PRTM company on March 26, 2010 release of market forecasts that the global large-size lithium-ion batteries such as Li-ion battery market in the next few years, capacity will be a lot of surplus, by 2015 more than 100%.
However, Global E-Mobility Practice said, the long term, excess capacity concept is unfounded, and, in fact, may require a substantial increase in the ability to support the electric vehicle transportation market long-term growth.
PRTM’s assessment was based on market dynamics:
• In the “most likely” case, the battery manufacturing capacity in 2016 will be a shortfall, a number of battery manufacturers have recently announced additional capacity investment, in order to avoid the lithium-ion battery to the 2017 shortage of 30%.

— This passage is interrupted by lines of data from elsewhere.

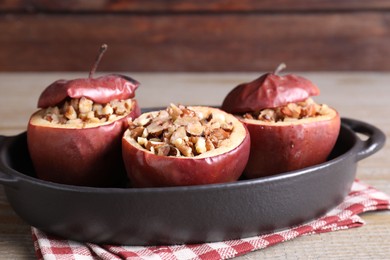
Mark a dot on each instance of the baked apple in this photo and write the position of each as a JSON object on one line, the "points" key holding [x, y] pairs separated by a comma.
{"points": [[185, 146], [288, 129], [75, 137]]}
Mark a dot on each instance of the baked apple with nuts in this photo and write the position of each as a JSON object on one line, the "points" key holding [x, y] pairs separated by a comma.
{"points": [[288, 129], [75, 136], [185, 145]]}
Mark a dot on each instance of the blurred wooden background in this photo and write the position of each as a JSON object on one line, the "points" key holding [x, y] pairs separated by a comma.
{"points": [[202, 35]]}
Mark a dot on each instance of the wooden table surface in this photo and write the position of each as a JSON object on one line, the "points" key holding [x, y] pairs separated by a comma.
{"points": [[364, 96]]}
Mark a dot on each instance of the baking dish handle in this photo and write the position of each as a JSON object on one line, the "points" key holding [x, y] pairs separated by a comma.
{"points": [[5, 178], [375, 137]]}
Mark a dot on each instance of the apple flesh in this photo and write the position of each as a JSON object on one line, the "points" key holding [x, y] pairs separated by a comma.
{"points": [[286, 146], [223, 164], [281, 144], [87, 156]]}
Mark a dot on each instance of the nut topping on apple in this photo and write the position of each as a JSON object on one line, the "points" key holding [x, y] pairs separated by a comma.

• Lithium-ion battery the total market in 2020 will require about 200GWh capacity, which is so far declared sure you want to increase the capacity of 50GWh 4 times.
• A top of the battery manufacturers on the global assessment of the impact that the United States and Europe are facing in the battery manufacturing capacity deficiencies.
• Asia has so far been a consumer electronics use lithium-ion battery production centers. As the world many countries are considering building Vehicles Battery manufacturing facility to meet rising electric vehicle transportation sector demand, at the current level of investment in Asia is still Ding Wei in Shi Qi to maintain the world’s leading automotive battery net export zones status. The United States and Europe so far the battery production investment, overseas investment continued to rise, will increase global competition. These investments include non-automotive battery market, the investment account is expected by 2020 will reach 60 billion U.S. dollars. The venture also included for this sector to create high-quality staff jobs.
PRTM analysis, electric cars and plug-in hybrids (PHEVs) by 2020 is expected to account for global market share of nearly 10%.